Update: And the blogosphere comes through once again. Thanks to Ben @ STB for the link!
Bus Lanes and BRT
Vancouver is having some trouble with its new bus-only lanes: the buses aren't going any faster.
But this, in itself, doesn't completely disqualify Bus Rapid Transit (BRT). There are lots of other aspects to a BRT system -- fewer stops, off-bus fare collection, etc. -- that would have a marked effect on transit times.
For example, LA Metro's Metro Rapid seems to be working. As Cascadia Report notes (and Cascadia Prospectus echoes) that's the solution we should be looking at here.
Vanvouver's POV on Transit
Last week Sightline's Clark Williams-Derry highlighted the fact that Vancouver tops Seattle and Portland in transit use. The Vancouver-area papers have run with the story:
Vancouver is more constrained by geography, so like it or not, there’s less space to sprawl and more likelihood residents will be close to transit.

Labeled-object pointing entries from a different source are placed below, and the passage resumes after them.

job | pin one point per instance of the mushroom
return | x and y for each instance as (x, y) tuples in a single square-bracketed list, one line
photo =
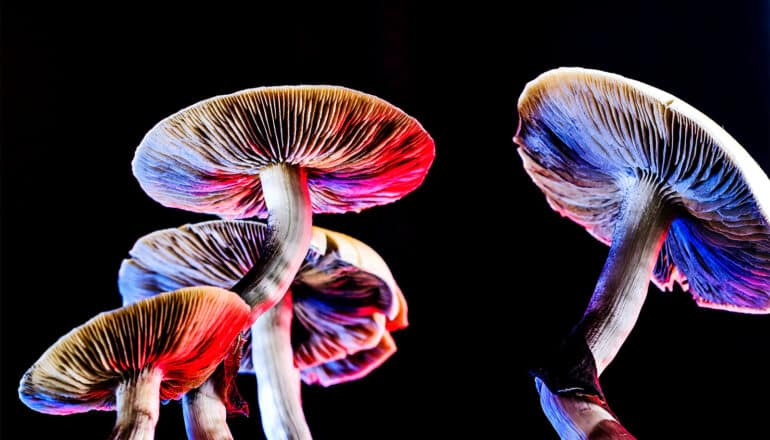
[(332, 327), (669, 190), (129, 359), (281, 152)]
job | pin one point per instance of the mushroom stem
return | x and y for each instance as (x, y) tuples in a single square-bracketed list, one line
[(290, 219), (137, 403), (205, 414), (278, 380), (640, 231), (576, 418), (570, 394)]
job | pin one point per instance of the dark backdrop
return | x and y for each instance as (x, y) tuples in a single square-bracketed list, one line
[(491, 274)]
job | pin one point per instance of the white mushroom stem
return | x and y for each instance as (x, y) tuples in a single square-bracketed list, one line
[(640, 231), (290, 220), (205, 414), (575, 418), (278, 381), (137, 403)]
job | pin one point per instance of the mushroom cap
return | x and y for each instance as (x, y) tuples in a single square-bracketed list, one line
[(584, 133), (352, 367), (345, 298), (185, 334), (358, 150)]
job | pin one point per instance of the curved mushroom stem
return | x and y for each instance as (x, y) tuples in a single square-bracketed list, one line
[(290, 220), (639, 234), (205, 414), (278, 381), (640, 231), (137, 403)]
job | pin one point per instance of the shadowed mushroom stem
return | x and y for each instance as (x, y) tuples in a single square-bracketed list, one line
[(278, 380), (290, 220), (645, 216), (137, 406), (644, 219)]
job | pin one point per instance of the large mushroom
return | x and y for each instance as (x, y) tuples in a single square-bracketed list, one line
[(333, 327), (672, 193), (283, 152), (129, 359)]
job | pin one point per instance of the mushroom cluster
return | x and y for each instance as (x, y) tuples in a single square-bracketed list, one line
[(321, 305), (674, 195), (332, 326)]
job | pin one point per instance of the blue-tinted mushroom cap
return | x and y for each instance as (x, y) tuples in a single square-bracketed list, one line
[(344, 295), (583, 132), (358, 150)]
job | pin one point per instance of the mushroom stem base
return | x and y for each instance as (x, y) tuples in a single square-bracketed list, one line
[(575, 417), (138, 401), (278, 380), (640, 231), (290, 219), (573, 372), (205, 414)]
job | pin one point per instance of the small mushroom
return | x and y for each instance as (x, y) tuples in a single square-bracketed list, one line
[(129, 359), (667, 188), (332, 327), (281, 152)]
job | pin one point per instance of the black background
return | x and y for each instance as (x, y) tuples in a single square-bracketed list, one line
[(492, 275)]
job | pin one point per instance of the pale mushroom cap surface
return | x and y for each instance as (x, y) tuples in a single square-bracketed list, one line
[(358, 150), (185, 334), (584, 135), (345, 299)]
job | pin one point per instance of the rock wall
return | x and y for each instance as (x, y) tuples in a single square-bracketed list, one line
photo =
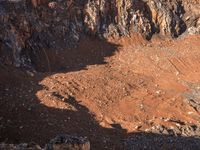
[(29, 26)]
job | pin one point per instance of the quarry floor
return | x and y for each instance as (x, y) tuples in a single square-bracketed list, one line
[(106, 90)]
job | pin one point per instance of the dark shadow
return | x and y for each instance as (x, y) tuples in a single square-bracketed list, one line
[(23, 118)]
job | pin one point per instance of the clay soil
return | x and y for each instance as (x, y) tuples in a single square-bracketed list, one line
[(105, 90)]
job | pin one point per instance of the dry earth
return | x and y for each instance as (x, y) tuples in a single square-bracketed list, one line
[(107, 91)]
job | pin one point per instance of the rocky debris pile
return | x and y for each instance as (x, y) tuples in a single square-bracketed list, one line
[(31, 27), (62, 142)]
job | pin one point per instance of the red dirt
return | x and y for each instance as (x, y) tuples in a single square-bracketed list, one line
[(104, 98)]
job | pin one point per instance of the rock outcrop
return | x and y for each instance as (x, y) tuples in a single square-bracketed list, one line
[(29, 26)]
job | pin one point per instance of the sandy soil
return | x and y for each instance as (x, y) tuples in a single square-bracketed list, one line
[(104, 90)]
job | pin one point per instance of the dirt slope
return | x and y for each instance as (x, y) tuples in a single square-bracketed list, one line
[(128, 86)]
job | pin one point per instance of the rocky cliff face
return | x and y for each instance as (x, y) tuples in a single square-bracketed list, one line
[(29, 26)]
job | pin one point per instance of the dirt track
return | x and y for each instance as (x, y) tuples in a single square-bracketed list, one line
[(107, 92)]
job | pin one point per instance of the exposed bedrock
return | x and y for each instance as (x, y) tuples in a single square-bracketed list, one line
[(32, 26)]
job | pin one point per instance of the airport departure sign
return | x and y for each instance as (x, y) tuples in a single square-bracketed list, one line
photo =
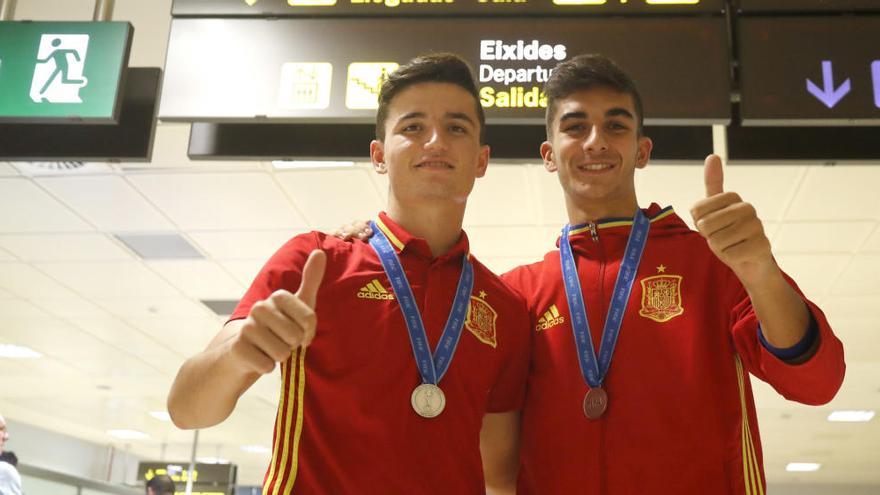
[(62, 71), (282, 8), (810, 70), (285, 70)]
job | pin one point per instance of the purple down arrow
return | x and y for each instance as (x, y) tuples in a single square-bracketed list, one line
[(828, 94), (875, 71)]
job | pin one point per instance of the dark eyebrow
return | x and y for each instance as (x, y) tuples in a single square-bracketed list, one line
[(572, 116), (450, 115), (461, 116), (619, 112), (411, 115)]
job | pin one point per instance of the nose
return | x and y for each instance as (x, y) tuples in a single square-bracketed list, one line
[(596, 140), (436, 140)]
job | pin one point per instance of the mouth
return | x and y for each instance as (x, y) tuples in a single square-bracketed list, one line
[(595, 167), (434, 165)]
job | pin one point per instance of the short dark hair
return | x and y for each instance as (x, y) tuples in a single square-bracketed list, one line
[(585, 72), (162, 484), (435, 67)]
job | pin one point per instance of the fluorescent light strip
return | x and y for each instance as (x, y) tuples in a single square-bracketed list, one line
[(12, 351), (255, 449), (802, 467), (851, 416), (161, 415), (128, 434), (307, 164)]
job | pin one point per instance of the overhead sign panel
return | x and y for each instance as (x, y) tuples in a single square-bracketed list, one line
[(800, 6), (242, 70), (810, 71), (282, 8), (130, 140), (62, 71)]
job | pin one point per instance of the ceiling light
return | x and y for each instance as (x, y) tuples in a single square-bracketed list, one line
[(128, 434), (161, 415), (255, 449), (851, 416), (221, 307), (160, 246), (11, 351), (309, 164), (802, 467)]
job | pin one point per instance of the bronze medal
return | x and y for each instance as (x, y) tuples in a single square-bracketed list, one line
[(428, 400), (595, 403)]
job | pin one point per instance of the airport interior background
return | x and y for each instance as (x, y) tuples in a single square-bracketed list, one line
[(122, 251)]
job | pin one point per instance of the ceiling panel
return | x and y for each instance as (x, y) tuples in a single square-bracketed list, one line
[(111, 279), (502, 197), (860, 277), (245, 271), (838, 193), (109, 202), (220, 201), (185, 335), (872, 245), (149, 307), (69, 308), (6, 256), (25, 281), (332, 197), (28, 208), (54, 10), (821, 237), (852, 306), (64, 247), (20, 308), (860, 337), (814, 274), (200, 279), (242, 245)]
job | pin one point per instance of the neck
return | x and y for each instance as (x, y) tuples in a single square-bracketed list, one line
[(593, 211), (439, 223)]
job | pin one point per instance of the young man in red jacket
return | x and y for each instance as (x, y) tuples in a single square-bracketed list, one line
[(398, 354), (644, 330)]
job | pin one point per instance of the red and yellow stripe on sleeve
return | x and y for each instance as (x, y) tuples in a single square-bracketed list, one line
[(751, 469), (281, 474)]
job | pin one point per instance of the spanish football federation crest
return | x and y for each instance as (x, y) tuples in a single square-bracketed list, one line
[(480, 320), (661, 296)]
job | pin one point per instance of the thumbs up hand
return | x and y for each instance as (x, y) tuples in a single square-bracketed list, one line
[(282, 322), (732, 228)]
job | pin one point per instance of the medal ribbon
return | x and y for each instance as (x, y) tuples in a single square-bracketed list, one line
[(431, 367), (594, 372)]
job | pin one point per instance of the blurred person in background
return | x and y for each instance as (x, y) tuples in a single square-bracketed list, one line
[(10, 480), (161, 485)]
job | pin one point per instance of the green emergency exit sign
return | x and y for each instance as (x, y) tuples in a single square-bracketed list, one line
[(62, 71)]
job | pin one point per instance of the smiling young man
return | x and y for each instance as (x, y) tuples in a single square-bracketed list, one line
[(393, 351), (644, 330)]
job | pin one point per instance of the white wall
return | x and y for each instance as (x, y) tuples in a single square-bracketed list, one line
[(35, 446)]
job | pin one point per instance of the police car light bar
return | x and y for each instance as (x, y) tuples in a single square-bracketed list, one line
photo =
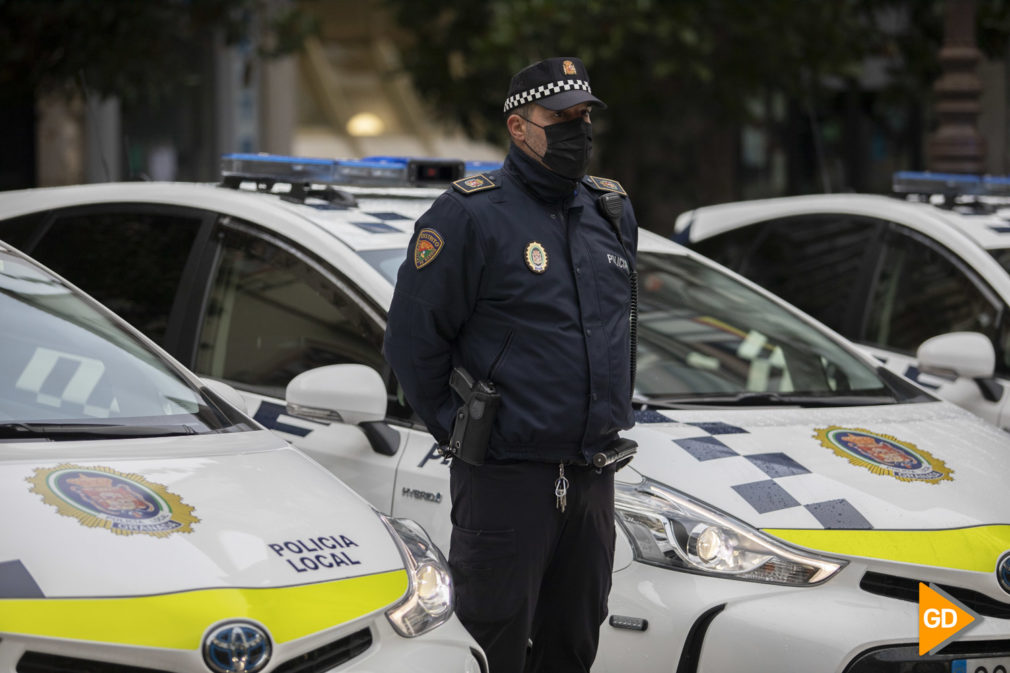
[(949, 184), (368, 172)]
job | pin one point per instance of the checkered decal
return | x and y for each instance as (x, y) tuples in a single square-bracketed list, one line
[(781, 471), (544, 90)]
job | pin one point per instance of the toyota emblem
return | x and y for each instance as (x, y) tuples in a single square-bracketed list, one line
[(1003, 572), (236, 647)]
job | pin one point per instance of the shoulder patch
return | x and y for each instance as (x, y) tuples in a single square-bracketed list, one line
[(604, 185), (473, 184), (426, 248)]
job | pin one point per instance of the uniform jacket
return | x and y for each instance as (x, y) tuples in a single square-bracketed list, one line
[(551, 334)]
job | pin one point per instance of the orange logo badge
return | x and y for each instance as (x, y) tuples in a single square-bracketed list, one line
[(536, 257), (940, 618)]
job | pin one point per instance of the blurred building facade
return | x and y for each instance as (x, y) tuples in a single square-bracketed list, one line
[(345, 95)]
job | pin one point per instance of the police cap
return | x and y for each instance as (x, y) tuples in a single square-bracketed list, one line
[(553, 83)]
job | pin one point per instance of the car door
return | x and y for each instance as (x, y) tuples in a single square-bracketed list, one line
[(274, 310)]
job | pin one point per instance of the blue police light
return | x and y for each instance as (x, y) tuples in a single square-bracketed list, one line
[(949, 184), (369, 172)]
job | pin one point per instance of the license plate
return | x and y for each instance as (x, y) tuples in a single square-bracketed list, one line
[(993, 665)]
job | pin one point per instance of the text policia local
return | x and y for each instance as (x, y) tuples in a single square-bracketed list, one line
[(316, 553)]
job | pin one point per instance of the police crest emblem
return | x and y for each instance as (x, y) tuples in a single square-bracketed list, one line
[(101, 497), (883, 454), (536, 258), (426, 248)]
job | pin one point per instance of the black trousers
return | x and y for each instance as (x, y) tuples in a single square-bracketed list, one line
[(523, 569)]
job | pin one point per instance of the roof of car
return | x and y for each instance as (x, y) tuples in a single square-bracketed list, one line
[(991, 230)]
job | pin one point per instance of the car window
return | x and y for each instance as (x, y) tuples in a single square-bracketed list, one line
[(18, 230), (817, 263), (919, 293), (701, 331), (67, 368), (274, 312), (131, 262)]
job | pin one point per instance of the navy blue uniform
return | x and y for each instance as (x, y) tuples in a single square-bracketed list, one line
[(516, 276), (556, 344)]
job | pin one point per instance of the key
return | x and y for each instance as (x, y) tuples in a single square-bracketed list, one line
[(561, 487)]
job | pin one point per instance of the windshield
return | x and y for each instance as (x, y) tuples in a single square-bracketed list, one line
[(706, 338), (703, 333), (68, 371)]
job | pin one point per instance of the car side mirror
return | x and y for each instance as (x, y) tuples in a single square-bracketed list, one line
[(962, 354), (348, 393)]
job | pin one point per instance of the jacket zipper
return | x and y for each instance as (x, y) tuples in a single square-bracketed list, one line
[(500, 357)]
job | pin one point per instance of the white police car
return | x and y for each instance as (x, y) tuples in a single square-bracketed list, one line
[(905, 279), (788, 495), (148, 525)]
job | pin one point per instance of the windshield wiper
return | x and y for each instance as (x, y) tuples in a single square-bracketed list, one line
[(70, 431), (769, 399)]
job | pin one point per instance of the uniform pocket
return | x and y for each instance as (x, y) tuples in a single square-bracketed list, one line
[(483, 564)]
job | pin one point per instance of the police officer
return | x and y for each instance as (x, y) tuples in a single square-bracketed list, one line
[(522, 279)]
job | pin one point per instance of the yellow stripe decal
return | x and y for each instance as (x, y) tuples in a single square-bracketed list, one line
[(178, 620), (976, 549)]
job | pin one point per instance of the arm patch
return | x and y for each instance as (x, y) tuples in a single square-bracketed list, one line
[(604, 185), (474, 184)]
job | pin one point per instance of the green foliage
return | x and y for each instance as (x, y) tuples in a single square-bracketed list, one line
[(681, 76)]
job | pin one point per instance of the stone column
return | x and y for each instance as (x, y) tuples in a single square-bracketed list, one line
[(956, 146)]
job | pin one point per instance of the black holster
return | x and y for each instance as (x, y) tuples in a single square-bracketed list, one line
[(619, 453), (474, 418)]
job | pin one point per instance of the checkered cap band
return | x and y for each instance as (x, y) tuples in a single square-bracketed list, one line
[(545, 90)]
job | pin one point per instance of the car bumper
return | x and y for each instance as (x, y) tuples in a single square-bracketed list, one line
[(368, 645), (703, 625)]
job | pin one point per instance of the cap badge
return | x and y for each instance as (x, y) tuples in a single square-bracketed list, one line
[(536, 258), (427, 247)]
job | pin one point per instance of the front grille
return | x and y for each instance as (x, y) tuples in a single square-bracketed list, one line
[(904, 588), (328, 656), (37, 662), (321, 659), (906, 659)]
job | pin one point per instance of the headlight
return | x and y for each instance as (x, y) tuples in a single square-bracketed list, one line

By year-end, 36 per cent of [Greater Vancouver] residents will live within 450 metres of a “frequent transit” line—what TransLink defines as minimum 15 minute service 15 hours a day, seven days a week.
Williams-Derry also concedes higher gas taxes north of the border may have helped give transit an edge over private car use over the long term.
But ultimately, he argues, Vancouver’s success stems from better land-use decisions rather than the design of its transit system.
That second point about "frequent transit" is key. People need confidence that they can "throw away their schedules," which was one of Ron Sims' key selling points for Transit Now. People like certainty, which is one reason why rail appeals to us: you see the tracks here, it's pretty clear that there's a train going to come sooner or later. Bus stops don't inspire the same confidence. Hopefully Metro's RapidRide will incorporate some rail-station-like features that give us the sense that there's a BRT bus on the way.
For example, I was spending a weekend in Northwest Portland about a year ago, and I wanted to spend the day downtown. I headed right for the streetcar stop. There was a digital readout saying that, since it was a weekend, the next car was coming in, say 20 minutes. I watched a few buses pass me, and thought I probably could have gotten on any one of them and gotten downtown. But there was an uncertainty that I, unfamiliar with Portland, wouldn't get where I wanted to go. So I waited for the streetcar. And sure enough, it came just when the sign said it would. That's how transit should work: we can deal with the waiting, just not the uncertainty.